Ulma Haryanto – Thousands of workers from a Nike plant in Serang, Banten, are due to receive nearly $1 million for forced overtime without payment in a move apparently unprecedented in Indonesia.
"Last year, we received the complaint from the workers' union at PT Nikomas, a supplier for Nike, that they had been working overtime without pay," Bambang Wirahyoso, chairman of the National Workers Union (SPN), said on Wednesday.
A subsequent investigation by SPN and Educating for Justice, a US-based nonprofit that exposes alleged labor abuses by Nike and other companies, found that at least 4,437 workers had been working overtime for up to two hours a day, six days a week.
The investigation and negotiation, Bambang said, took almost a year before the management at Nikomas agreed to pay up.
"We started research in February last year," Bambang said. "Basically, we distributed questionnaires to the workers and calculated that, combined, the factory owed the workers around Rp 8.1 billion [$883,000] from 593,648 hours of forced overtime."
The amount covered the Rp 13,000 an hour of payments that were allegedly withheld from workers in the past two years. The payout will be distributed in two installments, first on Jan. 20 and the second on Feb. 5, Bambang said.
"This is justice served," Education for Justice director Jim Keady said in a statement. "It took 11 months of work and we had to fight through denials and outright lies by the management, but the workers persevered and we won."

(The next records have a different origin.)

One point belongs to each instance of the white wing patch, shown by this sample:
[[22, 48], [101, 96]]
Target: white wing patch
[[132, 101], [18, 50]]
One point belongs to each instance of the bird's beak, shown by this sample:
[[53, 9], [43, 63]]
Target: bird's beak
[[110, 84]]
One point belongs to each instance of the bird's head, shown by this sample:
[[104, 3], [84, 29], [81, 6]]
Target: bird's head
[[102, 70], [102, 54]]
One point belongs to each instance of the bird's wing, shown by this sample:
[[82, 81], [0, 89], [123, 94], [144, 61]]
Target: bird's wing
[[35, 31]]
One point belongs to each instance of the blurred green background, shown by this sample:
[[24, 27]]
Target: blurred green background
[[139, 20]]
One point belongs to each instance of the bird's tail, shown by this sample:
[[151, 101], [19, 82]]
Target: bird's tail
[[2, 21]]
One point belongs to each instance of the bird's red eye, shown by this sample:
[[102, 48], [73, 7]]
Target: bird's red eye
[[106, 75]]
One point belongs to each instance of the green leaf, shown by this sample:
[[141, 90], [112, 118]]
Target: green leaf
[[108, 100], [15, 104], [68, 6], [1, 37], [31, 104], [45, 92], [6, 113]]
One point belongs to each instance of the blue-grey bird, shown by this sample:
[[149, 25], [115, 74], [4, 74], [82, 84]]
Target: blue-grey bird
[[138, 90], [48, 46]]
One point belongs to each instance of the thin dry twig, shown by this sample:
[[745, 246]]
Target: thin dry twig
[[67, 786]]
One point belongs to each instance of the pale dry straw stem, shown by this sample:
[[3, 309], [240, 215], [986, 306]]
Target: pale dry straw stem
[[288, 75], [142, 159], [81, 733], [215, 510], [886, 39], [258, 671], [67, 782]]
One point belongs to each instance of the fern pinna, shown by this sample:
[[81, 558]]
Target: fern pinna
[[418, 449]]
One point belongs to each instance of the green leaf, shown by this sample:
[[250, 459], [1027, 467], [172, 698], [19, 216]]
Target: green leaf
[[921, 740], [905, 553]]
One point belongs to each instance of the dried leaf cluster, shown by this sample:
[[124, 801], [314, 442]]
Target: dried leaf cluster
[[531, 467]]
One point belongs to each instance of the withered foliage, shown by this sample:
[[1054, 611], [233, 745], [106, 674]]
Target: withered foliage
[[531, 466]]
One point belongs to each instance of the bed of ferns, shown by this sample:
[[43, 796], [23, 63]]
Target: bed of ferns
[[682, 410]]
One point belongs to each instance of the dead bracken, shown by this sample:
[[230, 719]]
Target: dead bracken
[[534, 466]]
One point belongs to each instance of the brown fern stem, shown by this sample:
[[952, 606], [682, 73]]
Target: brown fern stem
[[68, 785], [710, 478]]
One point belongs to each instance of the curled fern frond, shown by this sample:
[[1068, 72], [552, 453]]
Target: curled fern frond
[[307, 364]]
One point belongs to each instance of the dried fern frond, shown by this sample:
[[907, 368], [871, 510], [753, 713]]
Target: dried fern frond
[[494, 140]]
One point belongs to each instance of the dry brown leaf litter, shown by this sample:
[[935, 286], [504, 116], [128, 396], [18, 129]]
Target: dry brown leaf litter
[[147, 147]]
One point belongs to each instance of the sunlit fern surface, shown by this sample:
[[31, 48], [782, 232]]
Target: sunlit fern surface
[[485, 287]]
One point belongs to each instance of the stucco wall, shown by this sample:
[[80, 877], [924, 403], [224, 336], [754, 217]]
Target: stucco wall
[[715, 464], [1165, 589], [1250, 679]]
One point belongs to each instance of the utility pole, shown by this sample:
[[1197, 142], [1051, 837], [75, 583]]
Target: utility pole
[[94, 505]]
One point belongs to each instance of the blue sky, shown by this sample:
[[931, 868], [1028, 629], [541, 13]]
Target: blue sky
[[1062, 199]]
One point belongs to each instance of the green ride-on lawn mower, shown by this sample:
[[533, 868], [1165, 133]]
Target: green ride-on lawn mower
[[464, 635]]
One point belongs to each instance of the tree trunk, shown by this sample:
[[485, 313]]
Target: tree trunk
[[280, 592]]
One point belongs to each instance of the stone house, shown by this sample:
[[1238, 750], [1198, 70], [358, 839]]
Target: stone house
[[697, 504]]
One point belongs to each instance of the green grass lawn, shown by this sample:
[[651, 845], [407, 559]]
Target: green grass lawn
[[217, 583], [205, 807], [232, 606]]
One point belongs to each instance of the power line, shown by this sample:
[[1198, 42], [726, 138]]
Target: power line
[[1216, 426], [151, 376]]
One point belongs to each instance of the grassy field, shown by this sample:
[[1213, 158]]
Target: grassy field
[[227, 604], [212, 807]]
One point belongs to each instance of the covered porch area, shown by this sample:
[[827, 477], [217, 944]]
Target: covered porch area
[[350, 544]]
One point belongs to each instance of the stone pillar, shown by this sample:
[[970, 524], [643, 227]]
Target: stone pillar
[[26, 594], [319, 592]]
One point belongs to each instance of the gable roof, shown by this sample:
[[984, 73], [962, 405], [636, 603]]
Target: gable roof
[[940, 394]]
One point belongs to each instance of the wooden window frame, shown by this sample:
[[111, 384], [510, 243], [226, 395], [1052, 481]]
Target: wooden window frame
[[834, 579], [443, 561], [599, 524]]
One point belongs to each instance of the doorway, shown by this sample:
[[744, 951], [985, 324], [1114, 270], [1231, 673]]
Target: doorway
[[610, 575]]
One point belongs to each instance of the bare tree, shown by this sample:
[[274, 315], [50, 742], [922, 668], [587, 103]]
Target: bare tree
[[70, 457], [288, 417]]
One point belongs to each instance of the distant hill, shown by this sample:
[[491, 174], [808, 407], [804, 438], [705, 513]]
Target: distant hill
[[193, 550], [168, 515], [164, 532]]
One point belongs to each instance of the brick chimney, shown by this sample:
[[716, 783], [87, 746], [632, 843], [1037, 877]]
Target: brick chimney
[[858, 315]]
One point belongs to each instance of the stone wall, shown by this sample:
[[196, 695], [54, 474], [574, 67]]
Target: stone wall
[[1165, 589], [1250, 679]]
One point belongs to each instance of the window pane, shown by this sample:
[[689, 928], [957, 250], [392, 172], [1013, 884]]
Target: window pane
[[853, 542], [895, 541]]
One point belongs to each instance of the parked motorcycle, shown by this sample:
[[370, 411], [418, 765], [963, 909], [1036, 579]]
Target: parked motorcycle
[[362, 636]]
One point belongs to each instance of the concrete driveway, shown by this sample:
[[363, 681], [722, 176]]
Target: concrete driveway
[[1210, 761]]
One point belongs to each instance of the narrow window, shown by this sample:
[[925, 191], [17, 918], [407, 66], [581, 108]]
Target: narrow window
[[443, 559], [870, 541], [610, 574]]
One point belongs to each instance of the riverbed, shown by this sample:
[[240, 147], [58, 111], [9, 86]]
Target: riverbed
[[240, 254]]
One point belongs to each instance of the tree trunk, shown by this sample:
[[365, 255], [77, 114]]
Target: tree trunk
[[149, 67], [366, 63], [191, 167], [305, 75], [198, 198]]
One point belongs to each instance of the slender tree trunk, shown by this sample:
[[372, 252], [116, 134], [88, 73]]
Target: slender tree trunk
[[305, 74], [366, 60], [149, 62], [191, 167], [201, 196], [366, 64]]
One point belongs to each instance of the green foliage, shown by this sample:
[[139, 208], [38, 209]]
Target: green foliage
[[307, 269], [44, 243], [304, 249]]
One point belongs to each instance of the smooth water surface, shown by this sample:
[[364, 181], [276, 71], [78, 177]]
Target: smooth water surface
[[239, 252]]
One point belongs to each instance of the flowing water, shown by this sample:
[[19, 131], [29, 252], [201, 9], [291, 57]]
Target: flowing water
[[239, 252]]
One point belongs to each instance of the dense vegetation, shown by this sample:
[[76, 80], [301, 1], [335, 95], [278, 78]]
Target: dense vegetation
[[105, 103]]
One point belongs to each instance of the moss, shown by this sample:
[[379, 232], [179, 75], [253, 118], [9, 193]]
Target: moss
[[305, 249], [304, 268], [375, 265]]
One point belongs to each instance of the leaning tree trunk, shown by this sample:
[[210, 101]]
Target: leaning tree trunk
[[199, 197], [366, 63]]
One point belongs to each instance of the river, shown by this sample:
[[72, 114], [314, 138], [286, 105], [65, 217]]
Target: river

Since February last year, Keady had been corresponding with Nike chief executive Mark Parker and directors from Taiwan's Pou Chen group, which runs Nikomas and several other Nike suppliers in Indonesia, as well as managers from Nikomas itself.
Keady also found that workers at Nikomas were being forced to pay bribes to gain employment and that supervisors verbally abused workers.
Bambang said the victory was the first in Serang and he hoped for other factory workers to have the courage to stand up.
"This is a good precedent for other workers. So far, the Serang case is our first [victory]. We will be waiting for more reports [from other factories]," Bambang said, adding that SPN has established an SMS portal to gather labor-related complaints.
"There are more than 100,000 factory workers in Serang, and those who are most prone to overwork are laborers for branded merchandise, since they have to achieve certain targets," Bambang said.
Last year, the Associated Press reported that West Java workers making sneakers for Converse, which is owned by Nike, received harsh treatment from their supervisors in a factory owned by a Taiwanese group. The head of the union denied the claim.